Strangely, I think this youtube lecture series from Stanford is fantastic.
<http://www.youtube.com/watch?v=KkMDCCdjyW8>

It's java but the lecturer eases you into the most important concepts with an
understanding of how to engineer readable, reusable code. So watch it free.
Then buy Learning Python. If there is an equivalent python learning video on
youtube, I haven't found it.

------
russell
Python. It's easy to learn and there are real world jobs, if you get bitten
really badly. MIT switched to Python as their introductory language,

------
anamax
> I'd like to start programming. What starting points

The only starting point is writing a program.

There are two important factors in writing a program.

(1) How easy is it to write said program and (2) How much do you want to write
said program.

Most of the comments are centered on (1) and they're all good.

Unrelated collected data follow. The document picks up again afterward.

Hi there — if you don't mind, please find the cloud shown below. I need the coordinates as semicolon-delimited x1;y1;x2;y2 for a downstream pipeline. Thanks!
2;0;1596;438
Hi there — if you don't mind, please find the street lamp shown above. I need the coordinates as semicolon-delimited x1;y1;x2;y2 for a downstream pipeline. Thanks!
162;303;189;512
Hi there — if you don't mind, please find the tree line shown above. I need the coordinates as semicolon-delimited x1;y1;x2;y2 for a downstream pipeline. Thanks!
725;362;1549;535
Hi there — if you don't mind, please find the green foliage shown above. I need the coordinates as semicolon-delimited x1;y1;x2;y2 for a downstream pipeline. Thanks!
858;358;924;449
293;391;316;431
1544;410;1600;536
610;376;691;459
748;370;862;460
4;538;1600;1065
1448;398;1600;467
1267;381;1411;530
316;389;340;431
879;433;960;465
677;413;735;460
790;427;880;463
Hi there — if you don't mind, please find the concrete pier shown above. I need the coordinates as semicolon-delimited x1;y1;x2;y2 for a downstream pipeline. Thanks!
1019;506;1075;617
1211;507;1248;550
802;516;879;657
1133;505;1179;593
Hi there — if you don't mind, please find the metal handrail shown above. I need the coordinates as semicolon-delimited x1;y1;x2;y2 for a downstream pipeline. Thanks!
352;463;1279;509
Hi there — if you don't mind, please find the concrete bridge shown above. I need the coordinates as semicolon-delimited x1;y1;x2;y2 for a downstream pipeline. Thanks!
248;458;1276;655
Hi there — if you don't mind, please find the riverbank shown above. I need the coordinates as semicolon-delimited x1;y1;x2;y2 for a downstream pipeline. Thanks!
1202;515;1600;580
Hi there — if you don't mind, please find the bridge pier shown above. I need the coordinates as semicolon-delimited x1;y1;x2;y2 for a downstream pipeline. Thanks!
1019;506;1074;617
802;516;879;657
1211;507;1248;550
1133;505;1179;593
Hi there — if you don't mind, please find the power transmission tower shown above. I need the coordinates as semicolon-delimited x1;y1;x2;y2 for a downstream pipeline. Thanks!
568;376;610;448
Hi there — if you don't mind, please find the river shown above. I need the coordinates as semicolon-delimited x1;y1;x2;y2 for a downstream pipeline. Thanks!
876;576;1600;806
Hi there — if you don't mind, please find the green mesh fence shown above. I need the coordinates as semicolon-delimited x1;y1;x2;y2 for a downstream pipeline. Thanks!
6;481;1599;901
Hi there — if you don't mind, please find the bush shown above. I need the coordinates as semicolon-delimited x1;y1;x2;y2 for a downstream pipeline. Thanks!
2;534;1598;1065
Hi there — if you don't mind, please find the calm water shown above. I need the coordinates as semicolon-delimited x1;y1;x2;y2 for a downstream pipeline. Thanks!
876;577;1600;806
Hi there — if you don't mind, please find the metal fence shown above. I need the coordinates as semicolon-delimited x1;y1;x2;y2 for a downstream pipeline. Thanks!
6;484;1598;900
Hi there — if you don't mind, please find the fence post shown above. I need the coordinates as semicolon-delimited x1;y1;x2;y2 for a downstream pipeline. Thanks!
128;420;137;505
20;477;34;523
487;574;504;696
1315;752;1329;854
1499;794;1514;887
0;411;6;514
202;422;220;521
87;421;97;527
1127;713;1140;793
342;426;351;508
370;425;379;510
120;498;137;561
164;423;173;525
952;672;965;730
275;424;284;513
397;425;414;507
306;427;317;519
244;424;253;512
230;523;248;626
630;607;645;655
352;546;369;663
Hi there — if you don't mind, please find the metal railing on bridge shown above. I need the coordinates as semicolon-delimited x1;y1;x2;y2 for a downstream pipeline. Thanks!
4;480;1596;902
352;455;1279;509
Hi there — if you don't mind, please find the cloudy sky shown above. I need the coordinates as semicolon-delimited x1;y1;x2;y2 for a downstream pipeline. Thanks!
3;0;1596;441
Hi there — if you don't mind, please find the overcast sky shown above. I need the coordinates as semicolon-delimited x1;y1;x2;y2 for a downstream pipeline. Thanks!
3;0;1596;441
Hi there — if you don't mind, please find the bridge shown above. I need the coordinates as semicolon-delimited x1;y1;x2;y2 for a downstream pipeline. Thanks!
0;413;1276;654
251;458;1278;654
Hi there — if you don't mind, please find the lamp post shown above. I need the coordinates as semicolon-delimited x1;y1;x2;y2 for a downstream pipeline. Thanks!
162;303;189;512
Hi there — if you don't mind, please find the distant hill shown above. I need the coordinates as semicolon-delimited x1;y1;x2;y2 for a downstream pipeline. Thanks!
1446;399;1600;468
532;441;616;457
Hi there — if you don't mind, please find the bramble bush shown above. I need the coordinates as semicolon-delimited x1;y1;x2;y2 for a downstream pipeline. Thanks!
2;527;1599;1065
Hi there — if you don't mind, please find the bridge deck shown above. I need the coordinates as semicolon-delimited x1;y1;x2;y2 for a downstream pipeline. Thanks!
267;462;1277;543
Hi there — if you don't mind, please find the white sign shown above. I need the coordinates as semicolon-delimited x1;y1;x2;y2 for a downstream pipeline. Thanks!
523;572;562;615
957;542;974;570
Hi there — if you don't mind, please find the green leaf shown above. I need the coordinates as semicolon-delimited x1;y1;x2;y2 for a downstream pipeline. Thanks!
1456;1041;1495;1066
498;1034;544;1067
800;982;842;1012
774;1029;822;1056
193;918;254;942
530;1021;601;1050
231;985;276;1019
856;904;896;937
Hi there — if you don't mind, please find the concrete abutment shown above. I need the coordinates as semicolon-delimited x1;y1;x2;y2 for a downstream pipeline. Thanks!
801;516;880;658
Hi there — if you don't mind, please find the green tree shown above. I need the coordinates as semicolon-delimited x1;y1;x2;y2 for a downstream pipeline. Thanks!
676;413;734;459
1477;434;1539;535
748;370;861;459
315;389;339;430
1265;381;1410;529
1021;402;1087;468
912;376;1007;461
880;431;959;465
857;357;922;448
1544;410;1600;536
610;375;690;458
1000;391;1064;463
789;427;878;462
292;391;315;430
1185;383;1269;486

However, (2) is what makes the difference.

------
rg123
I agree with those recommending Python as a great first language to learn. You
can download it for free at the Python web site, which is www.python.org. Get
version 2.6.2 for now. Experimenting with the interactive interpreter and with
running programs you save as .py files is easy with Idle, which is included.
(You can write Python programs in other editors, but Idle should be fine to
start with. In particular : VIM, mentioned by sunkencity, is an extremely
powerful editor, but not at all intuitive, with a steep learning curve
requiring a lot of practice to get productive with it - so save that for
later.) See the tutorial and other documentation on the Python site, as well
as its links to other information.

------
tumult
The Little Schemer